Delay in controls (HELP!)

Our robot has been fine up until today. Nothing different has happened. When we turned it on today, it seemed like the motors wouldn’t run. But then the robot moved. It seems we are experiencing some major delay between our driver station, and our robot. We tried it inside our room, with the robot on blocks right before that, and it worked perfectly. we then took it outside, and…lag! Any answers would be great!

Coding in C++? Check how you’re allocating memory.

We haven’t changed our code at all. It’s the same code that ran at the competition (We will, however, be adding major changes within the next week). That code worked fine.

A very strange bug that I know little about happened to my team once. Apparently, when something specific happened (in our case, unplugging the Axis camera), the code would write to memory in such a way that it would just use up more and more memory to the point of causing lag a few matches later. This would persist when we turned it off and on, but not when we reloaded code. This problem was eventually isolated in code.

We’ll try that. The only thing that I can see is we unplugged our compressor, since we won’t be using pneumatics anymore, and it was taking up too much memory, so as that we couldn’t drive. Thanks!

In LV, I’ve seen this issue when the WPIlib spits out errors. It seems that, if any individual thread gets a VI or two spitting constant errors, then the processor load of logging and transmitting all of these errors to the DS bogs it down enough for the thread to become unhappy (which usually trips one of the 100ms watchpuppies, which then sends more errors, and then everything dies).

I’d see if there are any errors being spit out.

If it weren’t for that last sentence, I’d have almost no idea what you were saying. :stuck_out_tongue:

Sounds like you forgot to deallocate your memory. I find segfault and memory leak stories break the ice with any CS person.

SuperNerd256, I find it unlikely that your compressor was taking up that much memory. I am rusty on my C++ library, but I could not imagine it is doing massive amount of of operations(perhaps a few function calls that go no where when the compressor is unplugged) or declare so much memory you eventually get a lag(unlike an image which is large).
Some suggested trouble shooting(which you may have tried), is your battery good? Is the Classmate running something else(possibly in the background, an update program or something that has highest network priority then the driver station and is trying to figure out why your robot is not responding to its internet request) using task manager? Is this a recent compile of the code(like Chris is me’s story, but insert any variable that has never been deallocated will add up over time)? Is your robot in a Faraday Cage?

Maybe my understanding of embedded programming is different than everyone else’s, but I’ve always understood embedded systems (such as FIRST robots) which run in real time iteratively have little need for dynamic memory allocation (as they always use the same variables, and pass data in and out of functions and variable storage). For things like the camera image it might be nice to allocate memory dynamically, but still, does a robot really need to create and destroy objects while it is running (post-initialization)?

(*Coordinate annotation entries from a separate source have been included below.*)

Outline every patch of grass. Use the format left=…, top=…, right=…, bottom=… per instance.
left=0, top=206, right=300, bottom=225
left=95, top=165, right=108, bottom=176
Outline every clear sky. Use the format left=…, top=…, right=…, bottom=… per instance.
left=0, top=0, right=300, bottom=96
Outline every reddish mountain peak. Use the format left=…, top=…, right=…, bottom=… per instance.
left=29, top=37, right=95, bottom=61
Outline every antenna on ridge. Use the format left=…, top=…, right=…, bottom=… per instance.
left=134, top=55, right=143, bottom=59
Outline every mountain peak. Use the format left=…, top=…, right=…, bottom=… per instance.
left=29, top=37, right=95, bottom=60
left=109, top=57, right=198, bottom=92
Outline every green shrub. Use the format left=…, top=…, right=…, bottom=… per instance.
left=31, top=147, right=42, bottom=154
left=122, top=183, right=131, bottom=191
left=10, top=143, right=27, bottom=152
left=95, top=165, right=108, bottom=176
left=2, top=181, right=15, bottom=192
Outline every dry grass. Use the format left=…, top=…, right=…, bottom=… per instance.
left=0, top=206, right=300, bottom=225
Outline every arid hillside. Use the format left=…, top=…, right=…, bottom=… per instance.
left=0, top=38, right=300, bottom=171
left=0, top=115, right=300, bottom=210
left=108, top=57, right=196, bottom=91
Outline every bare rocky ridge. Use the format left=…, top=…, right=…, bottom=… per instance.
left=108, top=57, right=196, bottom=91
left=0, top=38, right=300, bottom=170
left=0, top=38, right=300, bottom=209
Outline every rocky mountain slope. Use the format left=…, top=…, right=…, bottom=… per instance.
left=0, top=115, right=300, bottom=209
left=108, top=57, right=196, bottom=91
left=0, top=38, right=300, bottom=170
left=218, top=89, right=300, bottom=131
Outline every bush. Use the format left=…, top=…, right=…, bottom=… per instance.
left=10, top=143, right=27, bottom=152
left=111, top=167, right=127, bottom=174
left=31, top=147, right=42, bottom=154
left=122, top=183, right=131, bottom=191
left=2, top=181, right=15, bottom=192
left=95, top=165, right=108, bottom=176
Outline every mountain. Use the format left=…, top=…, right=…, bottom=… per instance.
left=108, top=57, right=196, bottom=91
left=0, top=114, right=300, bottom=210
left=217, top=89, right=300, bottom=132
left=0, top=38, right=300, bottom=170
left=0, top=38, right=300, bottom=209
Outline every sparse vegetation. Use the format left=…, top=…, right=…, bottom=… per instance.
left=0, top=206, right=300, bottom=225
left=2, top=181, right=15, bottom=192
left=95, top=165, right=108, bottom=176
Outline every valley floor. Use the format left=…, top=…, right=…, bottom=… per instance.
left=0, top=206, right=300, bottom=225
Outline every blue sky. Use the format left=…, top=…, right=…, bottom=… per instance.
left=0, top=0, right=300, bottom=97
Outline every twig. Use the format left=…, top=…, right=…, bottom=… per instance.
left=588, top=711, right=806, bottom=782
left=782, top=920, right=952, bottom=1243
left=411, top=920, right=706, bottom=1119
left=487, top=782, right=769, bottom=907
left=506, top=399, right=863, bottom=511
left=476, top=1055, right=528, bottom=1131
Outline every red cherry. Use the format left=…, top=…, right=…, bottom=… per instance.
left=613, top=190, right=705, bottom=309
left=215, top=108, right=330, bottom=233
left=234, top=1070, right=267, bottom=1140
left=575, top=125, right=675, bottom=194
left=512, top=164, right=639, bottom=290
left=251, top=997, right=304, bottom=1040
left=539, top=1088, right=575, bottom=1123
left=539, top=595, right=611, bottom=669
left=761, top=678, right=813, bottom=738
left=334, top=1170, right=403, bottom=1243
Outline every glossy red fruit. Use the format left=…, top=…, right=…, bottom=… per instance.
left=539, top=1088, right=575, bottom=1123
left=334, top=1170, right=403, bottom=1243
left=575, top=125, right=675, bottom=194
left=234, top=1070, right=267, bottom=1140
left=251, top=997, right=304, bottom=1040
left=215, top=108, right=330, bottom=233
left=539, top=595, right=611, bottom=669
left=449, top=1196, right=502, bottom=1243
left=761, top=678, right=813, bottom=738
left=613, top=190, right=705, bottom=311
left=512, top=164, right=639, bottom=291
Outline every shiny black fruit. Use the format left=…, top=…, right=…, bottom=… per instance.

Although all of the RT embedded programming I’ve done outside of FRC is for systems which lack dynamic memory allocation (and I’m lucky if it has an RTOS with pre-emptive scheduling). In FRC, I use LabVIEW which does everything for me.

Battery is at fully charge. I don’t think classmate was running anything else, but I’ll check. The code hasn’t been loaded since last season. It’s not in a Faraday Cage, but now I want to build one!

We are using C++ for the first time this year. It worked out pretty well.

I would try to recompile the code. While I dont know what specifically it would fix with your code, it might be a magic bullet that solves the issue. What is going through my mind, is a delay on the classmate side, a memory issue, an lagging loop, or a bad wireless connection.

I told me lead mentor, and we will be reloading the code at our next meeting. Thanks! :smiley:

The short answer is not quite. You cant ever forget memory. Any time you call a function and it has any variable you have allocated more memory you run the risk of trouble. Even with 8GBs of ram a recursive statement just declaring 1.01 run a billion times will run into issues with memory allocation. That sounds insanely unlucky to happen, but if you dont get rid of variables you are using over time you have a left a lot of variables the processor has not optimized out of existence once used.
Even labview you do this. All those close vi’s de-allocate all the cache you initialize.

Someone may have mentioned this but If you are in a area with a lot of Wi-Fi Access Points you could be getting interference which would cause dropped packets / lengthy packet delivery times. I suggest using the 5GHz range if you can and wireless N because in my experience using those settings has avoided interference.